"I hold on to You for dear life, and you hold me steady as a post..." Psalm 63

Sunday, October 11, 2009

A young woman emerging...



Well, it's official.  As of tomorrow at 2:55 am there will be a third teenager in this house!  I have no idea how that happened....it wasn't supposed to happen so soon, was it??  All those years that have been creeping by are suddenly right in my face.  There were days that it seemed I would be raising babies forever...days I wasn't sure which way was up and how on earth I survived it alone.  But looking back today, it was but a blink...snapshots of little bodies grown way too quickly.  Somehow I had myself convinced that because she was the youngest she'd always be little. 

She came to us in just the right order...last in line, two big brothers to hover over her.  I was certain I'd wanted a girl for every pregnancy...certain I'd understand a girl better and know just what to do with her.  But first came two boys...stunting me at first....making me wonder just what kind of sense of humor our Creator must have!  Two boys full of life, energy and sometimes, fight.  We lived tractors and firetrucks, hockey sticks and baseball...and we were happy with this life.  But when she came, that armful of pinkness...I almost didn't know what to do with her!  She moved a part of me I hadn't known existed....a part of me that was too afraid to even hope for a daughter.  I was complete with those energetic little boys...they'd taught me so much about boyhood that I had never known I wanted to know.  And I was prepared to do it a third time....just because I was afraid to hope that maybe....

And yet, there she was in my arms...tears spilling all over her precious face.  And I was hooked...forever.




Subjected to life with two big brothers who weren't really sure what to do with her at first...but just loved all over her!


Life with this little girl has always been a blessing....she was the ray of sunshine that kept me smiling through tears...


She brought gentleness to an otherwise rowdy household...



She brought a love for all things pink I didn't know was hidden inside me...



And she keeps me laughing and in awe of all that she is becoming.



This young lady that wakes up in my house every morning is a source of joy and delight to us all.  Amidst the busyness of our days and the clatter of our lives she brings me back to reality.  The harsh reality that these moments are precious and fleeting.  These days are few, and she will one day...in the not so distant future...walk her own walk, right out of my home.  She'll be grown and eagerly stepping out to her future.  But today, she's still becoming Emma....still finding her way through the distractions and sometimes ugliness of our world.  She's determining who she wants to be, and Whose she wants to be.  She's deciding if what she's been taught all her life is really all it's cracked up to be.  If it's worth the risk of losing herself to a bigger Plan.  She's determining if God is really who He says He is....does He really love her like a Father and keep her like a Shepherd?  These are the things of a young lady's heart...the things that tug deep and pull hard at the core of who she is.  All around her wants to tell her another story...wants to pull her far from the Path that's been laid out since ancient times....But this precious one has been bought with a price.  Her name is engraved on the palm of the Redeemer's hand.  She is His.
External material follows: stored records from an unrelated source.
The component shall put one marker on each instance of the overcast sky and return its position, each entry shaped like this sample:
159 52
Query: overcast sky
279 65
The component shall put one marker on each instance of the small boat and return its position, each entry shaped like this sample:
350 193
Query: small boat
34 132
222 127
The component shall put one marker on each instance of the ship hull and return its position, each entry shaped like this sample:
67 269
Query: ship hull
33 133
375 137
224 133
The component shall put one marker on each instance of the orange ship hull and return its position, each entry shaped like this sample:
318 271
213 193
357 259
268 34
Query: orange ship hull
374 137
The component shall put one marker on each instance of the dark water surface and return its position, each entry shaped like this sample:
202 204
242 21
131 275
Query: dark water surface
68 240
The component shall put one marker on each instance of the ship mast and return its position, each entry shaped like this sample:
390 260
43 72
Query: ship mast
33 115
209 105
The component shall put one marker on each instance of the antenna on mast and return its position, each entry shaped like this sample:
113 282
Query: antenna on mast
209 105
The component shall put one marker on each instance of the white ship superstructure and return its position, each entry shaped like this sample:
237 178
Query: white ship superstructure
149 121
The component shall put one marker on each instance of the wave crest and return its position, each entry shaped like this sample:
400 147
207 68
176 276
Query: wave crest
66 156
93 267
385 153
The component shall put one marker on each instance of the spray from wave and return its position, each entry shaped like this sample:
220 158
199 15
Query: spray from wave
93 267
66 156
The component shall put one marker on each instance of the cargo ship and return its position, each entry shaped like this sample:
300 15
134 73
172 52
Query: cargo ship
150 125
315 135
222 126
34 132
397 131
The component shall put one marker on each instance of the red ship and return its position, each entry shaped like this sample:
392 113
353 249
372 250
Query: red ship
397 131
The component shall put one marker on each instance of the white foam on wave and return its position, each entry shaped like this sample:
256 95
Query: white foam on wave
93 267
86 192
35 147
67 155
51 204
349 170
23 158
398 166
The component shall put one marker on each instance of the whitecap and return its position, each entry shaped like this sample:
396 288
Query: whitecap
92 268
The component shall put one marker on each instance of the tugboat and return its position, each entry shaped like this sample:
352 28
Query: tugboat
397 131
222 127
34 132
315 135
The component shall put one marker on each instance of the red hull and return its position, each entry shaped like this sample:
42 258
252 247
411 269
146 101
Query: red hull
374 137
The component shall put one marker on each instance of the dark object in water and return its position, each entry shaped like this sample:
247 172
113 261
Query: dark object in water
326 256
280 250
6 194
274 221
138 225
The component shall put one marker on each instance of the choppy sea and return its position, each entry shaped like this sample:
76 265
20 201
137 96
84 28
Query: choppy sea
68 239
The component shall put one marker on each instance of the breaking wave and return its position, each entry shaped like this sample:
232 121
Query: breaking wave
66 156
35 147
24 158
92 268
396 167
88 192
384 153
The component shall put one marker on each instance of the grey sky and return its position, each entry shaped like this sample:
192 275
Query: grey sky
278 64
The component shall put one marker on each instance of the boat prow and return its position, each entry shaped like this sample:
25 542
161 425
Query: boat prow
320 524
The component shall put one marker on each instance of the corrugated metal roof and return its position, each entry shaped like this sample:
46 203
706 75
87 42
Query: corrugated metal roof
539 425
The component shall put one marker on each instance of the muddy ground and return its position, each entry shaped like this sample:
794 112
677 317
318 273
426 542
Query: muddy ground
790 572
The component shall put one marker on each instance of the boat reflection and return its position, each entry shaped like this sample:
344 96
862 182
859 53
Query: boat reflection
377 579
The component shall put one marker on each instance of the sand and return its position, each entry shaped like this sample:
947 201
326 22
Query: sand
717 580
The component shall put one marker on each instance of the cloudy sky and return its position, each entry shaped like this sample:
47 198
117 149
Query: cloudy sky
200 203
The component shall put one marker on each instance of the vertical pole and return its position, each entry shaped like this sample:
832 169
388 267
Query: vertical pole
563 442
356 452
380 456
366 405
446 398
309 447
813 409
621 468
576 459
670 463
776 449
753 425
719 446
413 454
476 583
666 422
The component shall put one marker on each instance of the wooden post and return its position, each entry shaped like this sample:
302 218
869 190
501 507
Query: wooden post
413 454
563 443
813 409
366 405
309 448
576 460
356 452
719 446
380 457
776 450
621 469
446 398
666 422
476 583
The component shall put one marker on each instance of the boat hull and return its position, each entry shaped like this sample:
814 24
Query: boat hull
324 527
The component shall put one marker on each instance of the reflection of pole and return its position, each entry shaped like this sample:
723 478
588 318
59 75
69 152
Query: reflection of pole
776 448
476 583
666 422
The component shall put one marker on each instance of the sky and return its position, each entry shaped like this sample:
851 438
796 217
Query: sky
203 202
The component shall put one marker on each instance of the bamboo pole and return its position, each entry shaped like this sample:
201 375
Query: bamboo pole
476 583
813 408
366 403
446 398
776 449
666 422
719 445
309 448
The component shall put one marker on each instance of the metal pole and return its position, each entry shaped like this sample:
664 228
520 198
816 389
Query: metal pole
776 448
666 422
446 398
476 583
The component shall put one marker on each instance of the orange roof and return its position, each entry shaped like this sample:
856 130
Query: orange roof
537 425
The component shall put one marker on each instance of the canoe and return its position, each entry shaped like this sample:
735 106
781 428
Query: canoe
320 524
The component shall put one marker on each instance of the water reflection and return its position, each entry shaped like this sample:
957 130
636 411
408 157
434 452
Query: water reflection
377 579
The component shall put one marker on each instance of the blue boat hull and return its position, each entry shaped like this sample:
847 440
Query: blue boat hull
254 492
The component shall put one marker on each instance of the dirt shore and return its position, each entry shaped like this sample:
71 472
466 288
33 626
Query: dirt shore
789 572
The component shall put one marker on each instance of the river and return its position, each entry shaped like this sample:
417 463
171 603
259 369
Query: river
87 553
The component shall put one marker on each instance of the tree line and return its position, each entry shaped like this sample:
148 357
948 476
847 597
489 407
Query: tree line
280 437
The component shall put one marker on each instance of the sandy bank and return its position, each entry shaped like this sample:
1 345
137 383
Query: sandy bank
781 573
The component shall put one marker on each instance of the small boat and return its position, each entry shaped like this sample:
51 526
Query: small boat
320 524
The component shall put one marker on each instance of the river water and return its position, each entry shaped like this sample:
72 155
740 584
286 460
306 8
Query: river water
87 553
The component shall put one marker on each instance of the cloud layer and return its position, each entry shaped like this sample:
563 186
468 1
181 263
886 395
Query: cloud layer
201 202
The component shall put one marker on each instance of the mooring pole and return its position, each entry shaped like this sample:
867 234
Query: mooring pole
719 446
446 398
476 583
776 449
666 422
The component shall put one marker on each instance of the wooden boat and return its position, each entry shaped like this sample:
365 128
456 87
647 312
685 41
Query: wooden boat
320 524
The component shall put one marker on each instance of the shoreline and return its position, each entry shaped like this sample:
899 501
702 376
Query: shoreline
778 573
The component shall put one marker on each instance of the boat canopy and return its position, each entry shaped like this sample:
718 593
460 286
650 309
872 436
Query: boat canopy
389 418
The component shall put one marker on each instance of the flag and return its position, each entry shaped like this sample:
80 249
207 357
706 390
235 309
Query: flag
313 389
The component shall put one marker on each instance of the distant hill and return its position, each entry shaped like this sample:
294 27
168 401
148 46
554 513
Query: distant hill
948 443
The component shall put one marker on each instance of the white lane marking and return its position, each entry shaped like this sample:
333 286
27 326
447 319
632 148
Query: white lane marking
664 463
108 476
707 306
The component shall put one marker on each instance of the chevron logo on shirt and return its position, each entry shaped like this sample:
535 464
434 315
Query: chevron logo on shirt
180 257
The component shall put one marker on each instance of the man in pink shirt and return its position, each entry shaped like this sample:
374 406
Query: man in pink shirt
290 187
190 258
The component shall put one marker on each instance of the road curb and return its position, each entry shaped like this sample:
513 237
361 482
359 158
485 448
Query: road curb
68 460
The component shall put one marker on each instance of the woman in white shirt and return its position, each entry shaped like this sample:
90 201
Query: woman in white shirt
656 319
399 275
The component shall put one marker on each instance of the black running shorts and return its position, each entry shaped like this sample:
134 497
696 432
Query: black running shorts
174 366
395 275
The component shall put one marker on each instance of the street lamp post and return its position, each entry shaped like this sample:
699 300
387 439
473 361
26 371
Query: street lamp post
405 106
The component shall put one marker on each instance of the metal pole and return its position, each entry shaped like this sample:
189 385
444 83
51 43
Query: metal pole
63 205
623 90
She is a young woman...emerging.  And my heart is in awe. 

I love you, Emmaleigh Catherine...
Happy 13th Birthday!

3 comments:

vivien said...

wow terri! i love every single one of those pictures, but esp the one of 2 young boys, holding emma and nicks arm around alex's neck! precious!!
it's wonderful how you honor each of your children with your words at different milestones of their lives! your heart and emotions come through with every single word!
you are a great mother... the LORD has really equiped and empowered you through this journey of motherhood! keep us the good work! :)

marlene said...

beautiful.

Just a little something from Judy said...

I had a few rare free minutes, and I chose to read some of your latest posts. This my friend, was one of the sweetest, most endearing tributes to a daughter, that I have ever read. Your way of writing totally amazes me,and your love for the Lord totally blesses me. I want to wish Emma a belated birthday. She is so pretty! On the last picture, you two look alike.